Um desafio desportivo no coração da Lozère
O perfil do percurso está à altura da sua reputação. Depois de começarem a aquecer nos falsos planos de Bouldoire, os atletas enfrentam as rampas severas do colo de Goudard, com inclinações de até 15%, seguidas de uma descida técnica em direção a La Planchette, onde os quadríceps são postos à prova. A subida de Chabrits oferece uma última resistência antes da longa descida para Mende e da chegada ao boulevard Henri Bourrillon, no meio de um público em delírio, numa imagem que faz lembrar o Tour de France.
O percurso atravessa paisagens magníficas, entre florestas, vales e vistas panorâmicas. A cada curva, o apoio do público, as bandas, os tambores, as danças tradicionais e a energia dos voluntários acompanham a passada dos atletas neste cenário de sonho.
Uma corrida com história
Criada em 1973 por Jean-Claude Moulin e alguns amigos apaixonados, a Marvejols-Mende foi a primeira prova em França a aceitar atletas não federados e mulheres, numa época em que estes formatos ainda estavam proibidos para as atletas femininas além dos 5 km. Na altura, esta iniciativa pioneira valeu ao seu fundador uma suspensão por parte da FFA, antes de o Ministério dos Desportos criar uma comissão para regulamentar as corridas de estrada… inspirando-se na Marvejols-Mende.
Ao longo de 52 edições, esta prova tornou-se um símbolo de liberdade desportiva e de inclusão, mantendo ao mesmo tempo um espírito popular, festivo e genuíno. Provas como Marseille-Cassis ou Paris-Versailles nasceram, aliás, na sua esteira. Nada menos do que isso.
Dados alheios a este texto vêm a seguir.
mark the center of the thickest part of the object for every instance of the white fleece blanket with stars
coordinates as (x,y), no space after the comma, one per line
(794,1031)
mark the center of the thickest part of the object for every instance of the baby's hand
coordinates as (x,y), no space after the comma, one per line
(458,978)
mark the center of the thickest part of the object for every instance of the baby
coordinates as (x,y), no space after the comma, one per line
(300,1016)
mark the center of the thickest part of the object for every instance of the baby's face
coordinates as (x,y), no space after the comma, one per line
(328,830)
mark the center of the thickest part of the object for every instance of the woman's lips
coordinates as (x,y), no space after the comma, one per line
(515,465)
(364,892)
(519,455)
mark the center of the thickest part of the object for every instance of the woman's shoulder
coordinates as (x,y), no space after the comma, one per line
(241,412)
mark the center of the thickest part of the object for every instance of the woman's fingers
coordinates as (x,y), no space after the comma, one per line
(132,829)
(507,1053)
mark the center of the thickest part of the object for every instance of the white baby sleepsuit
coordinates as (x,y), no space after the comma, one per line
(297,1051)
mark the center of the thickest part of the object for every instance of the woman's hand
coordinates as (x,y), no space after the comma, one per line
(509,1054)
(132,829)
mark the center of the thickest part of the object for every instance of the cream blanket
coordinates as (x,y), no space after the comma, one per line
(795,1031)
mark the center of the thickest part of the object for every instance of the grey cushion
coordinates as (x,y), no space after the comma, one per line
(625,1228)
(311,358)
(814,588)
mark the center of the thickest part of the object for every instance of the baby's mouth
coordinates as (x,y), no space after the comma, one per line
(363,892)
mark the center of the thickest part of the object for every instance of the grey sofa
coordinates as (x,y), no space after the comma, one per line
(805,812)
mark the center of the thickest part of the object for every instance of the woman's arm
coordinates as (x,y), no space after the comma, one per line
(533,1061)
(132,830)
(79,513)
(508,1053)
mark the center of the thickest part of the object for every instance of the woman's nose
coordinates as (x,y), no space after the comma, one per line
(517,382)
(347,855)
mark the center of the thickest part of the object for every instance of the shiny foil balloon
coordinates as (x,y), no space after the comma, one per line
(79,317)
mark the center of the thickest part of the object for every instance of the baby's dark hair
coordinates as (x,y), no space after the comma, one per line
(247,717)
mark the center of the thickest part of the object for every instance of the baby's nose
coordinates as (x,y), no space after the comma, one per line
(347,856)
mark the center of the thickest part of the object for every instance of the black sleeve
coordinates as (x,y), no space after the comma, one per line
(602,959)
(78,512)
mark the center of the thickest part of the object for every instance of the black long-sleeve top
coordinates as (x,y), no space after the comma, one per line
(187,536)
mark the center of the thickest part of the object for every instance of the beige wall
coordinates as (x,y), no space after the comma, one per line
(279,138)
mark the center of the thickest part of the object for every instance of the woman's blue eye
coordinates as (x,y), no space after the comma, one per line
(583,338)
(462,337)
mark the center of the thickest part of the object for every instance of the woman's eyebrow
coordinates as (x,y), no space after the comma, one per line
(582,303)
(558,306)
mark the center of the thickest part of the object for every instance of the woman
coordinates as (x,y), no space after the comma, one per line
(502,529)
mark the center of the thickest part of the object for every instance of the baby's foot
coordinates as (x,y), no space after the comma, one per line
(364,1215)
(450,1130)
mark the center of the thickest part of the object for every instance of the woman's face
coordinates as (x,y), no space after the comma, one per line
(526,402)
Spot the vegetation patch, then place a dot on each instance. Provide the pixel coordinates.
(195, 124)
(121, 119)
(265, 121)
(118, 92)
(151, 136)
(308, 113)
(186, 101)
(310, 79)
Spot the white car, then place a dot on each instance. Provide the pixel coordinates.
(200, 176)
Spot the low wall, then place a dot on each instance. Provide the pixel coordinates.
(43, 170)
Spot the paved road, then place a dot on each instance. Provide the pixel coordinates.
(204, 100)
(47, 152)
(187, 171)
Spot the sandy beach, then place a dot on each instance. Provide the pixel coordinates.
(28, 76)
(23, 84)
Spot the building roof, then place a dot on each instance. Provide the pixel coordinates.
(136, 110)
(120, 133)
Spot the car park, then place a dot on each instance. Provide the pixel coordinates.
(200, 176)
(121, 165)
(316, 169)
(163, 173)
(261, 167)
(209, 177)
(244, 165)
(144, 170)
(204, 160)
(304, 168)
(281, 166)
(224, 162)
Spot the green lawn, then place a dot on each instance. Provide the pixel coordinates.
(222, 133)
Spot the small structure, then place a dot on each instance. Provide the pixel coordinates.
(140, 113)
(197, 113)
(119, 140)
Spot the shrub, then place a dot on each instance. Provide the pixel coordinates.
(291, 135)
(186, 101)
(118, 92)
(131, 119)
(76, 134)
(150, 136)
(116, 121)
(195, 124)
Ano após ano, Marvejols-Mende preserva esse perfume genuíno que a torna tão única. Correr esta prova é celebrar o atletismo e a liberdade, e sobretudo fazer parte de um encontro tão popular quanto elitista. A ponte perfeita entre amadores e profissionais. Unidos pela mesma paixão pela corrida. Ao cortarem a meta, os 5 000 atletas desta edição de 2025 puderam dizê-lo com orgulho: atreveram-se a correr a lenda.